I used to think that I would only be happy if I made sure the people around me were happy- like my family, friends, and coworkers. All I did was fail, and that failure led to depression. I spent 9 weeks in a mental health hospital that gave me two pills in the morning to wake up and one pill in the evening to put to sleep. Needless to say, those pills didn't do anything except making me not feel any emotions and I felt like a zombie. Ten years later, I know that being happy comes from within myself and I choose to be happy. I don't need any "Magical Pill" to feel happy. Yes, money is helpful, but it just leads to wanting more money over and over. I can't make others happy but I have made it a point in life to smile and say hello to people. It's amazing how good you feel when you smile . Ironically, smiling is contagious.
The irony is that even though money doesn't happiness, happiness buys money. Once you become graceful with happy free-spirited inner peace, with a grateful and empowering abundance mindset, suddenly achieving incredible external success becomes so ridiculously easy. Once you stop chasing these things so desperately with such a negative unhappy needy attitude, they stop running from you. Once you stop chasing them, they start chasing you. Happiness leads to external success, not vice versa.
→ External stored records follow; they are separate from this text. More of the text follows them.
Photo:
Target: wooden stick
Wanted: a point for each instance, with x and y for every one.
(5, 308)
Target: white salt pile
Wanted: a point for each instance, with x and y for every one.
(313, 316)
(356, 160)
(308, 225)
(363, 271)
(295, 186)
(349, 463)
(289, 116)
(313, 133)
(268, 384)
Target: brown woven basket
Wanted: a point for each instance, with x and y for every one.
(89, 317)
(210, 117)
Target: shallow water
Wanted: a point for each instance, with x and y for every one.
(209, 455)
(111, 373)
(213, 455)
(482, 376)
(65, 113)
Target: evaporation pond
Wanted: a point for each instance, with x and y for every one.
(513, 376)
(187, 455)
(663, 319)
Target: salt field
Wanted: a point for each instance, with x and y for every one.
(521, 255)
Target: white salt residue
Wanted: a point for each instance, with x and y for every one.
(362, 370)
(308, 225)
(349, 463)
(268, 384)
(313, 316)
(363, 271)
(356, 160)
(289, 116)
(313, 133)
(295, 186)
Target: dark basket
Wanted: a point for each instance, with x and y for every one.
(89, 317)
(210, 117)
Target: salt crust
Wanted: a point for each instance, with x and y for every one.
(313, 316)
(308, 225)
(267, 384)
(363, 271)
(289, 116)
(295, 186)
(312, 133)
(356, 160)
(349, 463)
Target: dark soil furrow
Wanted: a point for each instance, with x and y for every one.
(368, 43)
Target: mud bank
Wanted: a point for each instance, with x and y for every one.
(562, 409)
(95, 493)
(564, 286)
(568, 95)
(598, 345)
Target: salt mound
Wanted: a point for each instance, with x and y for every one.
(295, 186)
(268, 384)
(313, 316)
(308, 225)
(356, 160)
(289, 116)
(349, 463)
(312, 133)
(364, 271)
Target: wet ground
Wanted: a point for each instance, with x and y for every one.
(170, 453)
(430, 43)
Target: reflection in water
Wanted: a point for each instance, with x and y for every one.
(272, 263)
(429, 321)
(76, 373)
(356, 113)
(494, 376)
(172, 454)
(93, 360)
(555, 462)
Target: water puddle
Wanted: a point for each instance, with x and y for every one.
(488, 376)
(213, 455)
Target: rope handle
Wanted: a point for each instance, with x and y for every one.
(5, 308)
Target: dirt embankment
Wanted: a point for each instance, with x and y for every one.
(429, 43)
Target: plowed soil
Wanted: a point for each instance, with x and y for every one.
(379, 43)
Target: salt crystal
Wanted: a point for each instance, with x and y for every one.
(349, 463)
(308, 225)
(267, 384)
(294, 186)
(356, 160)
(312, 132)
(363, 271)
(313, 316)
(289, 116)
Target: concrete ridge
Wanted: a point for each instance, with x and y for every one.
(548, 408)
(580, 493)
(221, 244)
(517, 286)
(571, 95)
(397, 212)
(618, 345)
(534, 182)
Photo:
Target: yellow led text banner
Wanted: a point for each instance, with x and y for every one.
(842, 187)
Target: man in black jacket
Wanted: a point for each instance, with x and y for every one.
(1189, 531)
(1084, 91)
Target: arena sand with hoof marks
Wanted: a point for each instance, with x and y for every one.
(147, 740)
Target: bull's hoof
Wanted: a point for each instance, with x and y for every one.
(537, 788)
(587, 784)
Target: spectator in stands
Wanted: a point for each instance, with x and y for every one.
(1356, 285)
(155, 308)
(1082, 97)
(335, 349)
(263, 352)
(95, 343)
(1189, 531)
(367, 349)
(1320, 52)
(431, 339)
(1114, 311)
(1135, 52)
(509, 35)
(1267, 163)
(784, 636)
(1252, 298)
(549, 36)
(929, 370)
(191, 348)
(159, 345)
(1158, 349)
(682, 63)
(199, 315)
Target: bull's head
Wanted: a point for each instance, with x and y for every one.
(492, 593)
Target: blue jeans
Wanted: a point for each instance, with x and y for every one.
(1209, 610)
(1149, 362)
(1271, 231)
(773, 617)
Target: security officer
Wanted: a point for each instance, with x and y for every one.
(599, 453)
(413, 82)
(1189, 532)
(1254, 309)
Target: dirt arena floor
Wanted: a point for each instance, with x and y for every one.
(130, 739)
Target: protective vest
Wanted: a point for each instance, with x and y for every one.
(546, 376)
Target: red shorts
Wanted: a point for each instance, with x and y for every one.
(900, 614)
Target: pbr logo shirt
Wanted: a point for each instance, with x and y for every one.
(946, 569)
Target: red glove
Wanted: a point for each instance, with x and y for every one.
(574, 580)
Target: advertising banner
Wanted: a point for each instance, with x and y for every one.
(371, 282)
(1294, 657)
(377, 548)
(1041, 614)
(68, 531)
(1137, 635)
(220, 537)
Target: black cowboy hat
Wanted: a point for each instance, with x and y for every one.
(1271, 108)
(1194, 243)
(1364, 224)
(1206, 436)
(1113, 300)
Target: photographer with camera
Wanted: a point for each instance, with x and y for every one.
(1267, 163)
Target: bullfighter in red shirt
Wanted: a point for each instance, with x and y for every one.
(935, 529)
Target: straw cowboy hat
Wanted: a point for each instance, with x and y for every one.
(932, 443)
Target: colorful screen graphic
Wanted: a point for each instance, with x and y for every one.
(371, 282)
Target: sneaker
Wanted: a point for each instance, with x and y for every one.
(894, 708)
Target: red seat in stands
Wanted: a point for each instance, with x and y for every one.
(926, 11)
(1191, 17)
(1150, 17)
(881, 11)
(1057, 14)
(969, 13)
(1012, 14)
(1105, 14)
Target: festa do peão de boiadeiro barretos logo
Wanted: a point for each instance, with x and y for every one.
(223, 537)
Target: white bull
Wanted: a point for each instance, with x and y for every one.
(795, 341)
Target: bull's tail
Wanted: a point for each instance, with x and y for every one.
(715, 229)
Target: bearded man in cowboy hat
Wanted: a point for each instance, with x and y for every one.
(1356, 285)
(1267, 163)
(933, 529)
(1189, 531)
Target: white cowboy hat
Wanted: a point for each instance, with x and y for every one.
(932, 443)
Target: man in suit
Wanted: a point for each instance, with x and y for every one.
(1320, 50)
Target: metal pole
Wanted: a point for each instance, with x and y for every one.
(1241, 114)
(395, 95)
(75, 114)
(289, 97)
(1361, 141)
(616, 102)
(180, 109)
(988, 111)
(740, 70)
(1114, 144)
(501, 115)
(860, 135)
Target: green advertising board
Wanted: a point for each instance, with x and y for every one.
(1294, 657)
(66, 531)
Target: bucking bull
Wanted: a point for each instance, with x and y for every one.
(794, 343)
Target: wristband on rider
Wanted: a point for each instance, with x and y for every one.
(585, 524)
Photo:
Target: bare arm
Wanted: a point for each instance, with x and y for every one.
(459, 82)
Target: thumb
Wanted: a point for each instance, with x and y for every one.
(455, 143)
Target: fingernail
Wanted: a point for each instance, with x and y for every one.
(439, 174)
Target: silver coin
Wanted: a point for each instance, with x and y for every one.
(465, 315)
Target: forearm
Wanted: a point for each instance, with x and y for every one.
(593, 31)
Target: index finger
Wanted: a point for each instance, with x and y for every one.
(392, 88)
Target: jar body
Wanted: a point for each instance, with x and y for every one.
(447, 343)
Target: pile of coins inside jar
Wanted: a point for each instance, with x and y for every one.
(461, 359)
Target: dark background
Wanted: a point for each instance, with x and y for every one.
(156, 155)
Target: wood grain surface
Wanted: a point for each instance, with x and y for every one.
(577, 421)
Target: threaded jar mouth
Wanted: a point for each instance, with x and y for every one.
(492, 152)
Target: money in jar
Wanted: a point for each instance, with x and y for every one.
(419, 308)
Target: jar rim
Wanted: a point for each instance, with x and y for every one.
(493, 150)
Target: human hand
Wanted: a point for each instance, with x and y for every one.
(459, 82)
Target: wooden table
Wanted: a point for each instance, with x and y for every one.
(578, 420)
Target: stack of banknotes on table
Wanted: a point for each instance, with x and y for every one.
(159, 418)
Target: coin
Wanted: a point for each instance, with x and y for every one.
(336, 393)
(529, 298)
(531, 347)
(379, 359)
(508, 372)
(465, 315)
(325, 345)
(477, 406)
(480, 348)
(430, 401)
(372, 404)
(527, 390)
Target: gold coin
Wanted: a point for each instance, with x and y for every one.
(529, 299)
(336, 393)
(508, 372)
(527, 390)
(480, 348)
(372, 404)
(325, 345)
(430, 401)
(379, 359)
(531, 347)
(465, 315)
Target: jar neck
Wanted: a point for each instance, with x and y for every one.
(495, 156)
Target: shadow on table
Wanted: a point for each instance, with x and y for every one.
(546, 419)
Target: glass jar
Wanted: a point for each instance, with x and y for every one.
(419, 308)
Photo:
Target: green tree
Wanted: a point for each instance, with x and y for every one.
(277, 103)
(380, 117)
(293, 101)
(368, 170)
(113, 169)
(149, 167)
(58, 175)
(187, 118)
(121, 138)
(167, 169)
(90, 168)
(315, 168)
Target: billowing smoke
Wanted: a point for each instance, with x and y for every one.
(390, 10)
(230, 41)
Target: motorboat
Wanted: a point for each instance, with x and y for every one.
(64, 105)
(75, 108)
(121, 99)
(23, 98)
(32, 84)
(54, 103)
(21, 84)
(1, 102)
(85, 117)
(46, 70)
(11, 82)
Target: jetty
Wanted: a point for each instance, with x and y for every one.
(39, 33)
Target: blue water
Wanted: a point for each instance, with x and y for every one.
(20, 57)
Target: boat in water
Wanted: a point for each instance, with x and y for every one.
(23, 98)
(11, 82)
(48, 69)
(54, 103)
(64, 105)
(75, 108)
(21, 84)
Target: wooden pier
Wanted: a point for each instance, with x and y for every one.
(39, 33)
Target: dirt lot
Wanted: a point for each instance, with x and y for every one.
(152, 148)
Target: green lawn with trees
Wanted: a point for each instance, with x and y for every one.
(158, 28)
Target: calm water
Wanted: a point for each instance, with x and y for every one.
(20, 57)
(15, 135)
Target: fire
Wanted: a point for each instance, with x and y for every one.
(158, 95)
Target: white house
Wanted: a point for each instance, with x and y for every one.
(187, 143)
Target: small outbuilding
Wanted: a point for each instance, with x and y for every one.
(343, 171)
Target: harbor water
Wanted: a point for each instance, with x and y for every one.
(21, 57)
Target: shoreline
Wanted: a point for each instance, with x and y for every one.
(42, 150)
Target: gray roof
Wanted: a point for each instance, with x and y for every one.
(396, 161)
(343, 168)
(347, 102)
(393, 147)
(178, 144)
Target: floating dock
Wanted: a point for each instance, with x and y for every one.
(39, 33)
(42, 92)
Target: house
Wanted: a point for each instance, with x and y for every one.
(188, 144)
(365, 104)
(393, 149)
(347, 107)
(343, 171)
This is how I left my drug addiction. Every time I was down, I would be desperate to get more until the day I stopped, took a look around me, and thought "What am I doing? I know I can do better than this." All of the neediness had made my reality dismal. I knew I could do better, I was happy before the drug addiction. So I stopped and started repairing everything that I had not paid attention to. Looking back over my daily journals (I write something every day), seeing the progress I have made was enlightening. When I worked at a call center, smiling actually made the day go faster and my calls score higher on my quality assurance reports. I am happy, and will remain that way. By finding my authentic self, I can face any obstacle before me without trying to overthink and overcompensate to feel happy.